"Warga tetap bertahan dengan ganti rugi Rp150 ribu per meter persegi, sementara pemerintah sudah menaikkan hingga Rp50 ribu per meter persegi," kata anggota DPRD Sulut dari daerah pemilihan Sangihe-Talaud, Ben Alotia, di Manado, Rabu.
Alotia yang juga mantan Ketua DPRD Kabupaten Talaud itu, sempat menjadi fasilitator untuk menyelesaikan ganti rugi lahan itu, namun belum ada solusi berarti.
"Masyarakat tetap bertahan diangka Rp150 ribu, alasannya sudah tidak ada lagi lahan untuk berkebun," katanya.
Apalagi pulau terluar Miangas dan hanya bisa menempuh jalur laut selama 45 menit ke Filipina itu, wilayah tidak terlalu besar dengan daerah lainnya yang sulit dijadikan lahan perkebunan.
"Memang harga yang diajukan warga terlalu mahal, tentunya pemerintah kesulitan untuk memenuhinya," ujarnya.
Sebelumnya, Kepala Badan Perbatasan Provinsi Sulut, Max Gagola mengatakan, pembangunan bandara udara di pulau terluar, Miangas, yang ditujukan untuk meringankan beban masyarakat mendapatkan transportasi udara, ternyata masih terganjal dengan masalah pembebasan lahan.

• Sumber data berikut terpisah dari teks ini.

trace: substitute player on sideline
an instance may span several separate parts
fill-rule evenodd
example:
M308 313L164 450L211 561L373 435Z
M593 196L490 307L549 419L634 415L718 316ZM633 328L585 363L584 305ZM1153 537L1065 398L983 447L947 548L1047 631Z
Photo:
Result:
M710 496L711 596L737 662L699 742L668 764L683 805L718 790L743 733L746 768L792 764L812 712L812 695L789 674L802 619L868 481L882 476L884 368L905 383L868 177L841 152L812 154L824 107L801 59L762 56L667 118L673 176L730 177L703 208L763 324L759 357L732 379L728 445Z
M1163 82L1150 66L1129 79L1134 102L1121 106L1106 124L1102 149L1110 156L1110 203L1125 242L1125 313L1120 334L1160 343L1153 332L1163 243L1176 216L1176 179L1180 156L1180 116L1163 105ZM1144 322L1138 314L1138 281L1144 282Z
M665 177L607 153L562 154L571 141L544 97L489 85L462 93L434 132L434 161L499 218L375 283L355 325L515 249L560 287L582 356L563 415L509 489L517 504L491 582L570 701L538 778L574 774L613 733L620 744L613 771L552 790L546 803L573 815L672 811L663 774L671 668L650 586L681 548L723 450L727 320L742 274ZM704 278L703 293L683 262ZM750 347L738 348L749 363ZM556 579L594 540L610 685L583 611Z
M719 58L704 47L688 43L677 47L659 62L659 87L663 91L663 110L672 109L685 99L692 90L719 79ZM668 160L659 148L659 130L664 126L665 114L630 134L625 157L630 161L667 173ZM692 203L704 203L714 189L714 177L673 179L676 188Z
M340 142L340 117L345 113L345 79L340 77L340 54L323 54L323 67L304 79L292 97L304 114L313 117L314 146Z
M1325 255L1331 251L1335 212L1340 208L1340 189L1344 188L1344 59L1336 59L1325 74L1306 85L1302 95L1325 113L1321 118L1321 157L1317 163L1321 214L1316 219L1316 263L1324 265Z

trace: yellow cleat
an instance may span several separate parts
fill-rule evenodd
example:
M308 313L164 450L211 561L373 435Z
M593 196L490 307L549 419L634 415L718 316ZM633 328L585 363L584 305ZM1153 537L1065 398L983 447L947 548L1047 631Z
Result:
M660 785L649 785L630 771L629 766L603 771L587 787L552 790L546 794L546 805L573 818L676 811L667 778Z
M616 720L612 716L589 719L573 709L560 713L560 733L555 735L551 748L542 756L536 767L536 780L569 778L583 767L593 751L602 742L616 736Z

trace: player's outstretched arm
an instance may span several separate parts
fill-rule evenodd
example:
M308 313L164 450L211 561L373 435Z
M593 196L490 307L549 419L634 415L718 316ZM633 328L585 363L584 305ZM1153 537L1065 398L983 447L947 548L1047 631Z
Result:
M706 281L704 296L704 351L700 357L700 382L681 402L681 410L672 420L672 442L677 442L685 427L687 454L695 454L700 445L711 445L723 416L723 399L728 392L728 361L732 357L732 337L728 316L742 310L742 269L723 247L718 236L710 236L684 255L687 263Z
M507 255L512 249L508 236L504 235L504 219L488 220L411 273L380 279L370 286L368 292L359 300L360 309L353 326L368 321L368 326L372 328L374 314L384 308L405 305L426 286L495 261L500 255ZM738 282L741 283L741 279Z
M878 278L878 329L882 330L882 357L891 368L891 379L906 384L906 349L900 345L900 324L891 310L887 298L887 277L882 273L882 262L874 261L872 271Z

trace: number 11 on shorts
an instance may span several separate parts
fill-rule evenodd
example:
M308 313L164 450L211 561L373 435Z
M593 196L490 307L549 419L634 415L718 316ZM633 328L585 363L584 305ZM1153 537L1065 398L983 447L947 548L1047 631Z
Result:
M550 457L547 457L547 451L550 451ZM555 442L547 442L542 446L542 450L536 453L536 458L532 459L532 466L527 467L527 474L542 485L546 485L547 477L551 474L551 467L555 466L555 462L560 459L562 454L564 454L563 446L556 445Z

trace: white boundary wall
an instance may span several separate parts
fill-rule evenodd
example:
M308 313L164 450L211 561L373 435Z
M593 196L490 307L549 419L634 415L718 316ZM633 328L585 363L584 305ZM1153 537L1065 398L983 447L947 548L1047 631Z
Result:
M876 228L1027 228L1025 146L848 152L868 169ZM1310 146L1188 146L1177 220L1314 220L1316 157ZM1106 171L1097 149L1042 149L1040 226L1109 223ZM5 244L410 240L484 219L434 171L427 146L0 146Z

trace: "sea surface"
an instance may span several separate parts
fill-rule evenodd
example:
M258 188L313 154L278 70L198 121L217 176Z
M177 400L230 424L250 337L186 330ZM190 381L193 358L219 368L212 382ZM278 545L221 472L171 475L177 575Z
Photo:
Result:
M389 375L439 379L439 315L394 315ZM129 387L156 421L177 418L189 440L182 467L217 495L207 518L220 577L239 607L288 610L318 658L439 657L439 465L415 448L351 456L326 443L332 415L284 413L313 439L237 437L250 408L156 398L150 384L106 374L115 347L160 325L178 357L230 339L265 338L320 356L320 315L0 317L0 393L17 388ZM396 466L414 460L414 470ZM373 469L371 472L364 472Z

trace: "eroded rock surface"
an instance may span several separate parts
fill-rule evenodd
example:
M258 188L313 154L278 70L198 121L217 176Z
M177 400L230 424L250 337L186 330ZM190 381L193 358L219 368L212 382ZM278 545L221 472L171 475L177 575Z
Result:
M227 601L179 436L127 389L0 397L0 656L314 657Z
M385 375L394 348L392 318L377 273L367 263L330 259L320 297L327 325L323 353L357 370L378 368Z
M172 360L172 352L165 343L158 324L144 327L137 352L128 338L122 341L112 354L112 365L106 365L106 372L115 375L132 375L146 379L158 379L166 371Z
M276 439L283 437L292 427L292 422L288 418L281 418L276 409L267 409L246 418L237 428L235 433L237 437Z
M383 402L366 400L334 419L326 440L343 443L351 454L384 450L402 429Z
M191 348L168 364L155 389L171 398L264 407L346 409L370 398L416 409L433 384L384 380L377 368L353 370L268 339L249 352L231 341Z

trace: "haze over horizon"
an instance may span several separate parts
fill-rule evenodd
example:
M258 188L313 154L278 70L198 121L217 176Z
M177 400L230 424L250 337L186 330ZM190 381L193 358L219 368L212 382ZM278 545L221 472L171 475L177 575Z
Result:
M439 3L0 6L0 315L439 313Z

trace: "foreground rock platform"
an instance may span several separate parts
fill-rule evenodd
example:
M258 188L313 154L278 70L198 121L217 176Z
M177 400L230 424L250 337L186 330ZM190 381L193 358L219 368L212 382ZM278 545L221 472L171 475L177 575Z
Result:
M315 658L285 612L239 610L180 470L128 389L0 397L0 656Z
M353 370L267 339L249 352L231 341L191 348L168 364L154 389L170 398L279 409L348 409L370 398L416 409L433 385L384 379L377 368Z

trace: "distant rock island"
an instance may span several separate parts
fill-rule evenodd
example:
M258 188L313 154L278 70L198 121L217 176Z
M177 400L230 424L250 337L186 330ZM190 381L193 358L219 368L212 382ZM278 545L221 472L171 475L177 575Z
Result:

"Masyarakat di Miangas enggan melepas lahan untuk diganti pemerintah, padahal sudah ditawarkan biaya ganti rugi secara proporsional," katanya.
Menurutnya, masyarakat meminta ganti rugi dengan harga tinggi karena lahan yang dilepas merupakan areal perkebunan kelapa yang masih produktif dan dikelola petani setempat.
Sementara ini bandara Miangas dinilai belum memenuhi syarat untuk kegiatan penerbangan, karena hanya memiliki panjang lintasan terbang atau "runway" tidak sampai 500 meter, sementara dibutuhkan panjangnya sekitar 1.000 meter.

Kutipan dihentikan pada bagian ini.